Differentiating both sides with respect to x, we get 

\[\frac{dy}{dx} = \frac{\left( \sin x - \cos x \right) \times \frac{d}{dx}\left( \sin x + \cos x \right) - \left( \sin x + \cos x \right) \times \frac{d}{dx}\left( \sin x - \cos x \right)}{\left( \sin x - \cos x \right)^2} \left( \text{ Quotient rule } \right)\]
\[ = \frac{\left( \sin x - \cos x \right) \times \left[ \frac{d}{dx}\left( \sin x \right) + \frac{d}{dx}\left( \cos x \right) \right] - \left( \sin x + \cos x \right) \times \left[ \frac{d}{dx}\left( \sin x \right) - \frac{d}{dx}\left( \cos x \right) \right]}{\left( \sin x - \cos x \right)^2}\]
\[ = \frac{\left( \sin x - \cos x \right)\left( \cos x - \sin x \right) - \left( \sin x + \cos x \right)\left( \cos x + \sin x \right)}{\left( \sin x - \cos x \right)^2}\]
\[ = \frac{- \left( \cos^2 x + \sin^2 x - 2\cos x \sin x \right) - \left( \sin^2 x + \cos^2 x + 2\sin x \cos x \right)}{\left( \sin x - \cos x \right)^2}\]

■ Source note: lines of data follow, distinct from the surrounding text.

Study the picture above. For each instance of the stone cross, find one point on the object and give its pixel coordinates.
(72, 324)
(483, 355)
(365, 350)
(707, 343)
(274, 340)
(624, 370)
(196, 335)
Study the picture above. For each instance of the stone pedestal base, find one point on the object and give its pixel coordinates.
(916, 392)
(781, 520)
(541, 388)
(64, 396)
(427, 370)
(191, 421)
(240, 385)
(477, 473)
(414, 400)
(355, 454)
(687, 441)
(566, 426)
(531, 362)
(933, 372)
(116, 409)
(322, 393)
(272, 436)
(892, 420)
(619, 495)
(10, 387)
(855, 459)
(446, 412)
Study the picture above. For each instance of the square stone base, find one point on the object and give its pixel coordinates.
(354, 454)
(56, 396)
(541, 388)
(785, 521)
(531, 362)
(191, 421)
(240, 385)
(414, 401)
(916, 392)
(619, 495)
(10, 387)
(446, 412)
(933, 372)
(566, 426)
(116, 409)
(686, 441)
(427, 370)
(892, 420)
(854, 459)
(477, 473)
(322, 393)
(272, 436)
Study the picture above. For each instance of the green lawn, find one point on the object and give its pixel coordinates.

\[= \frac{- 1 + 2\cos x \sin x - 1 - 2\sin x \cos x}{\left( \sin x - \cos x \right)^2}\]
\[ = \frac{- 2}{\left( \sin x - \cos x \right)^2}\]

Putting x = 0, we get

\[\left( \frac{dy}{dx} \right)_{x = 0} = \frac{- 2}{\left( \sin0 - \cos0 \right)^2} = \frac{- 2}{\left( 0 - 1 \right)^2} = - 2\] 

Thus,

\[\frac{dy}{dx}\] at x = 0 is −2.

Hence, the correct answer is option (a).